Assuming his first and second tubes were bad, did we cause his death. No. He had smoked himself to three heart attacks and had been ''sick'', according to the family for two days refusing to see his physician. The paramedics said that his last words before collapsing were ''no hospital''. Could he have had a meaningful survival with everything done correctly from the start. Perhaps, though I will never know. He had care withdrawn per the family's wishes as he was felt to have severe anoxic brain damage. That last tube was good and if a post mortem is done the pathologist will find it right where it should be. I will never know if the first two were. I will not crawl into a bottle of Jack Daniels over this but I will learn from it. ABC.

Tuesday, May 02, 2006

One's Mind Wanders

A man died on the surgical floor the other day. I took the call to run the code and it went on and on and on. We did not succeed in resuscitating him.

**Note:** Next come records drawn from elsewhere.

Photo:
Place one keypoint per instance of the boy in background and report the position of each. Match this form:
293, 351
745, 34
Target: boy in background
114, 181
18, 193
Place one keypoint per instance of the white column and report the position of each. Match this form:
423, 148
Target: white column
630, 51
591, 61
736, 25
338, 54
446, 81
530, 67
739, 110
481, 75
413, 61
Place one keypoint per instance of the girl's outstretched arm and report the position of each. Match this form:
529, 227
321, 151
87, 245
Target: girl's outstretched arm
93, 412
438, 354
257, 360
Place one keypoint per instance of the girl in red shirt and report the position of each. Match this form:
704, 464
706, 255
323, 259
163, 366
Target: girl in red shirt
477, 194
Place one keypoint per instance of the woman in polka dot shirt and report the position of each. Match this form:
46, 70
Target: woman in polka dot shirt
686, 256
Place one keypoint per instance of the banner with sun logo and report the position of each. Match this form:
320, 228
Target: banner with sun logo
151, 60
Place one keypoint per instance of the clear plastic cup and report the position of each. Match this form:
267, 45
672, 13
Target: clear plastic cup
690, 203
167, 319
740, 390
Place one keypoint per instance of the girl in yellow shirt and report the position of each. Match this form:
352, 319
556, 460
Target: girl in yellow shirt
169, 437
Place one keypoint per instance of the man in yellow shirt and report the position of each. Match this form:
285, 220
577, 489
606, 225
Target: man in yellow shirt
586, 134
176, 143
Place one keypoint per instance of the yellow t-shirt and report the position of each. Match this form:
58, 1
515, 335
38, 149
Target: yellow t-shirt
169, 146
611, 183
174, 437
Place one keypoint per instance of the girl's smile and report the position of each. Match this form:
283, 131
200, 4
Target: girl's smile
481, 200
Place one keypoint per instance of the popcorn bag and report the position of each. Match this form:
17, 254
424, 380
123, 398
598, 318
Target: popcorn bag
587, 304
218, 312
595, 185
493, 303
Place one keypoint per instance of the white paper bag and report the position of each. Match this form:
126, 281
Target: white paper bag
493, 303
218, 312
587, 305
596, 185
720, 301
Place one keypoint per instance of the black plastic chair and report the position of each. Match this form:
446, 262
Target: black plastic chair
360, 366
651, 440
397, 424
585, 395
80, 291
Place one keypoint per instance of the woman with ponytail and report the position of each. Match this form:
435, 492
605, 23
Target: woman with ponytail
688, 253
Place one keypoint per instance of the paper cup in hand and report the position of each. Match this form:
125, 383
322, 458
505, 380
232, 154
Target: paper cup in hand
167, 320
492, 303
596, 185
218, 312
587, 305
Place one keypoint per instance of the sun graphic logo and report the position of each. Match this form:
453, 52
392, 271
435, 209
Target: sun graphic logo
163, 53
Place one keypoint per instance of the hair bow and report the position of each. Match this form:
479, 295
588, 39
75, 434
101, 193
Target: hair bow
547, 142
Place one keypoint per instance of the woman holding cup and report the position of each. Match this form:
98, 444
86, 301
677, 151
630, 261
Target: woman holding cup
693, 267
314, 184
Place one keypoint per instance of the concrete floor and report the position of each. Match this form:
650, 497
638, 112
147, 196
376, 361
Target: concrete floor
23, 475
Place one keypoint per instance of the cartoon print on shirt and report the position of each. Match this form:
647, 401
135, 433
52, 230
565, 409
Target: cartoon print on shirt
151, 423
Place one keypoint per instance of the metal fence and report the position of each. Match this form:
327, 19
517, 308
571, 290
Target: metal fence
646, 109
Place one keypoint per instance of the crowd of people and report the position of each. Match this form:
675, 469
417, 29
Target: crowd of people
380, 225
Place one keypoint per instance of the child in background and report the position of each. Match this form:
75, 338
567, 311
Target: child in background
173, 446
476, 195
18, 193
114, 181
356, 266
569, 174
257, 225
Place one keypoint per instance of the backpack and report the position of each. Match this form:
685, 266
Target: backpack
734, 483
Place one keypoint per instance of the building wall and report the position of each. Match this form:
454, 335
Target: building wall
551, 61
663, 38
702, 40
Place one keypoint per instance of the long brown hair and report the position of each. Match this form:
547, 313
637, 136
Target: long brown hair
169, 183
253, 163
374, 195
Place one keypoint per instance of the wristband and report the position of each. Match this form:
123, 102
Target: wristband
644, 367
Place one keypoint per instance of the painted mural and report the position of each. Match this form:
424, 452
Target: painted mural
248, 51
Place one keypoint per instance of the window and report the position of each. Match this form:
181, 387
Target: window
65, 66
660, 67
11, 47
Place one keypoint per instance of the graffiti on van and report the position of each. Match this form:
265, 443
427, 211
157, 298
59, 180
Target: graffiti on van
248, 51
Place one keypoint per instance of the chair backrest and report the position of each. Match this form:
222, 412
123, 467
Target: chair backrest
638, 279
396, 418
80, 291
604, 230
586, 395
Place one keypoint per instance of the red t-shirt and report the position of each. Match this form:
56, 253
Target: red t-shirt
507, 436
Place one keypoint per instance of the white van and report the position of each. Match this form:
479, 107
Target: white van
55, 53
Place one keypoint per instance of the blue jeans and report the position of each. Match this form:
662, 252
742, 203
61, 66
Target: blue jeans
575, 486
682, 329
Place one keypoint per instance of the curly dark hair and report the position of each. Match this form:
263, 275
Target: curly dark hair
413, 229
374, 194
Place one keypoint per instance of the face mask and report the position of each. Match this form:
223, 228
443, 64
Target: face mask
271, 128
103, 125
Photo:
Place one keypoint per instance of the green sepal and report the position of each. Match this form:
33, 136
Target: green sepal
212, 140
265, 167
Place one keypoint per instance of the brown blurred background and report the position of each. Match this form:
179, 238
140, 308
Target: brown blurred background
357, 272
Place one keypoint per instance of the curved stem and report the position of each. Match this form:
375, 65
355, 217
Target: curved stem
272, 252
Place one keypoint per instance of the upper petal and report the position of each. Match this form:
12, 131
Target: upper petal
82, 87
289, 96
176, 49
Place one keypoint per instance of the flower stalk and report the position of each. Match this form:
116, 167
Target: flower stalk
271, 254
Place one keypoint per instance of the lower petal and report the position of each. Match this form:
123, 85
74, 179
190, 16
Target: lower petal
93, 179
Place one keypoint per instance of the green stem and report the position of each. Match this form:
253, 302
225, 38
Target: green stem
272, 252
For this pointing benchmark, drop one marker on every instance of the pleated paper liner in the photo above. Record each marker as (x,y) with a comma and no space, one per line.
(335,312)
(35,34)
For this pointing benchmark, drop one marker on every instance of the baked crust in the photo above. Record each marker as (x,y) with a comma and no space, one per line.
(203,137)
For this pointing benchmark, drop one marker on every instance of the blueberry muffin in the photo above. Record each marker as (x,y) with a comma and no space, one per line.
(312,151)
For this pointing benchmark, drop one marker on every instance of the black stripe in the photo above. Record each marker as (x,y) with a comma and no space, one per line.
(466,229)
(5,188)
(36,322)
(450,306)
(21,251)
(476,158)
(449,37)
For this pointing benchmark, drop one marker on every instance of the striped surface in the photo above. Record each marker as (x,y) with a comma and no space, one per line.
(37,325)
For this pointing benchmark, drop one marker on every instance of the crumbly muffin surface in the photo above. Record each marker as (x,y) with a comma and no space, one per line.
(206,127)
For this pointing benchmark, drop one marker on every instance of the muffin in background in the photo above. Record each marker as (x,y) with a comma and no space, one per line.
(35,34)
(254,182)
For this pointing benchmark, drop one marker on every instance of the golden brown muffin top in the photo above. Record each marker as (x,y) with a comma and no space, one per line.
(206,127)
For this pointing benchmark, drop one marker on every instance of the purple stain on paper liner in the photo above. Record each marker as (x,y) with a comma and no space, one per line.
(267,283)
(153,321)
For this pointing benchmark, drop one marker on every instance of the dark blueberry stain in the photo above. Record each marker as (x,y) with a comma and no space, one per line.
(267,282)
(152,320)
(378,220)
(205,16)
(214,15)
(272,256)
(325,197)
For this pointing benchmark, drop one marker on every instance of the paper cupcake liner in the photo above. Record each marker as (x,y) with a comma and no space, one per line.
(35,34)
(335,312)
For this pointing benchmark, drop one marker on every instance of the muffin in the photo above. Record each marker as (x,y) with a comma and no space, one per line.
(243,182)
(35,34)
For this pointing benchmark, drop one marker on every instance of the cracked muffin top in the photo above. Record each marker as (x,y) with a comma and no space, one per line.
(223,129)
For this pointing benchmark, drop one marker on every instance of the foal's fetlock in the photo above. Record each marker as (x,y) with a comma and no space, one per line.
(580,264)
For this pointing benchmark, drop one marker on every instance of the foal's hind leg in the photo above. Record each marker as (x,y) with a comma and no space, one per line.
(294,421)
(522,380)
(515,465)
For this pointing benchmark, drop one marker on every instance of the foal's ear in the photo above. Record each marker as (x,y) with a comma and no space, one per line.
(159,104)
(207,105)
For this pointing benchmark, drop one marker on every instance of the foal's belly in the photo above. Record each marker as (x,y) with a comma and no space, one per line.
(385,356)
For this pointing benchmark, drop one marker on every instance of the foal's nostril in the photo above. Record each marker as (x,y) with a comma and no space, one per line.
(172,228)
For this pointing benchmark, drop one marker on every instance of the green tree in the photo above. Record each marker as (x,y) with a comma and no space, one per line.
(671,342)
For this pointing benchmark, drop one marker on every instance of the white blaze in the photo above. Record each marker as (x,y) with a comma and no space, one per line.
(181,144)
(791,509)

During the code we went through most of the Advanced Cardiac Life Support (ACLS) algorithms but to no avail. We performed CPR for almost an hour (not a one person job), and there were nursing students in the room. This was a great learning opportunity for them so we had every one of them take their turn learning the proper CPR technique.

Now I was not the only male in the room but I didn't dare make eye contact with any of the others. You see, it just so happened that these particular students were all young and female and fit. All of them were a bit small too so they had to get up on the bed and straddle the patient in order to create enough downward force to compress this gentleman's chest.

It was a bit disconcerting for me and I couldn't really watch them (I let the senior nurse in the room advise them of their technical skills or flaws). Out of the corner of my eye though, between looking at the monitor, repeating the cardiac ultrasound, and ordering medicines I noticed a strange picture.

There's just no nice way to say this but if I had been looking in the window and hadn't seen the patient or the other 10 people in the room I would have been forced to conclude that a lucky patient was getting quite special treatment. I say this to my shame, but in retrospect it encapsulates how many times humor, death, life, and sex do a strange little dance every day in the world of medicine.